Differentiating both sides of the equation with respect to x gives us:
(1/2)*1/√x + (1/2)*1/√y * (dy/dx) = 0
Now, let's solve for dy/dx, which represents the slope of the tangent line:
(1/2)*1/√y * (dy/dx) = - (1/2)*1/√x
(dy/dx) = -(√x/√y)
Next, we need a point on the tangent line.
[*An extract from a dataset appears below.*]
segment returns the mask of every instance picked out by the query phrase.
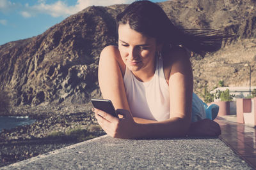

Since the tangent line passes through (p, q), we can substitute these values into the equation of the tangent line.
Using the point-slope form:
(y - q) = (dy/dx)*(x - p)
Substituting the values of dy/dx and the point (p, q) gives us:
(y - q) = - (√p/√q)*(x - p)
y - q = - (√p/√q)*x + (√p)*p
Now, rearranging the equation to the standard form:
x*√q + y*√p = √p*q
So, the equation of the tangent line to √x + √y = 1 at the point (p, q) is x*√q + y*√p = √p*q.
Now, to solve part (d), we need to explain why the lines considered in parts (a) and (c) are the same, i.e., the lines we originally drew in part (a) are precisely the tangent lines to the curve √x + √y = 1.
In part (a), we derived the equation of the line joining the points (a, 0) and (0, b) as bx + ay = ab.
Comparing this equation with the equation of the tangent line from part (c) (x*√q + y*√p = √p*q), we can see that they are the same equation.
To see this, set bx + ay = ab to x*√q + y*√p = √p*q. Since a + b = 1 and p + q = 1, we can substitute b = 1 - a and q = 1 - p into the equation.
This gives us x*√(1 - p) + y*√p = √(p * (1 - p)), which simplifies to x*√q + y*√p = √p*q.
Hence, the lines considered in parts (a) and (c) are the same, meaning the lines we originally drew in part (a) are precisely the tangent lines to the curve √x + √y = 1.